The ruling was a surprise, as it went against the opinion of the court’s advocate general, Michal Bobek, who argued in January that the new techniques for tweaking plants’ existing DNA were different from older GMO methods that involve inserting a foreign gene into the plant to create a new trait.

It was also unexpected because conventional mutagenesis techniques that use radiation or chemicals to randomly alter the genome of plants with the aim of throwing up mutations with a beneficial effect, are excluded from the EU’s GMO rules. Specifically, the court ruling was intended to clarify the scope of the mutagenesis exemption in the GMO Directive, to provide legal certainty and predictability.

The advice of the advocate general is not binding, but is usually followed by ECJ judges.

“This ruling is surprising given the opinion of chief advocate Bobek on this issue just a few months ago,” Moloney said. “Advocate Bobek used the scientific evidence to reach the logical conclusion that precision breeding technologies like genome editing were indistinguishable in outcome from plants produced through conventional mutagenesis.  The court’s ruling is logically absurd in that it asserts that modern techniques with high precision are somehow more risky than random mutagenesis which is replete with unknown changes in the genome.”

Scientists and the biotech industry say making Crispr techniques subject to laws developed for older breeding techniques imposes expensive and risky hurdles.

Currently the only commercial GM crop grown at a large scale in Europe is BT maize, which is engineered with a gene from the bacterium Bacillus thuringiensis to express a protein that poisons insect pests. Even when crops pass strict regulatory criteria, EU countries can ban them.

“The costs of fulfilling regulatory science and administration to obtain approval for GMO crops are around $35 million,” said Schmidt. “Only the largest agribusinesses can afford these costs.”

Regulate the trait, not the method

 “Every single plant on our planet is here because of mutations occurring during evolution.  Human society as we know it, relies on the deliberate selection of mutations to improve food crops,” said Wendy Harwood of the Crop Transformation Group at the John Innes Centre in the UK.

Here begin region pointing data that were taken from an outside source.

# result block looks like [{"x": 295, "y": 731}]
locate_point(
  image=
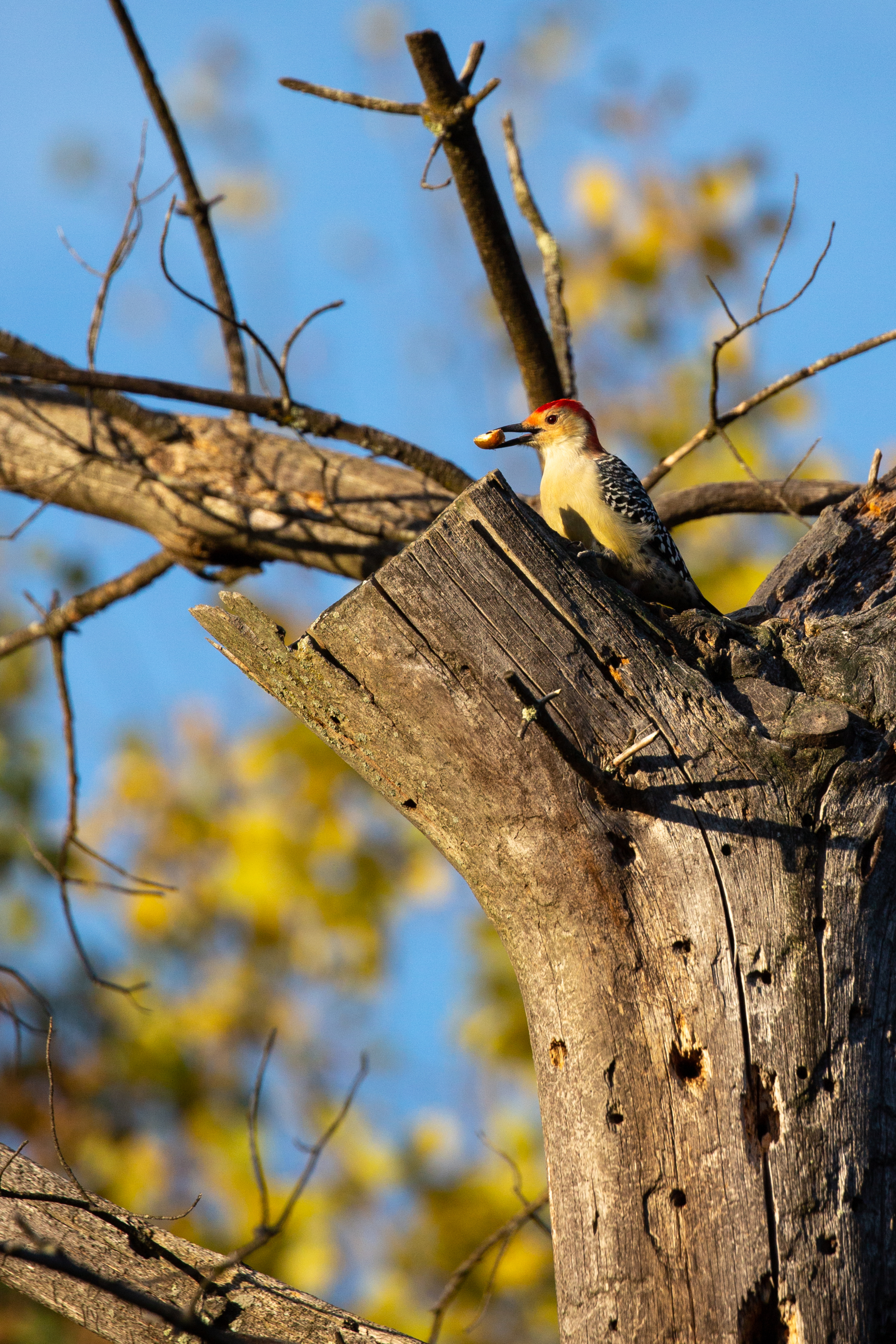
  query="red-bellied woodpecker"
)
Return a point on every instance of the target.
[{"x": 594, "y": 499}]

The ruling that plants developed with gene editing are GMOs, when those derived through conventional mutagenesis are not, is a disappointing setback for the use of valuable new technologies in crop improvement, Harwood said. “It is not a logical approach based on the scientific evidence.”

The failure to follow the evidence will make oversight difficult, according to Nicola Patron, Head of Synthetic Biology at the Earlham Institute in the UK. “In most cases, it will not be possible to determine which technique was used to induce the mutation,” she said.

“It is important genome editing is properly assessed and regulated according to evidence-based scientific criteria,” said Denis Murphy, professor of biotechnology at the University of South Wales. By simply lumping together genome editing with transgenic GM crops, the CJEU “has missed a historic opportunity to create a new regulatory framework for this new biotechnology,” he said.

Ottoline Leyser, Director of the Sainsbury Laboratory at Cambridge University, agreed gene editing needs to a new system of regulation. “This ruling has arisen because of an action brought to the court arguing that herbicide resistant seed varieties pose the same risks to the environment regardless of how they are produced.  I agree with this argument.  We need a future-proof risk-based regulatory framework based on the traits being introduced, not the way in which they were introduced,” Leyser said.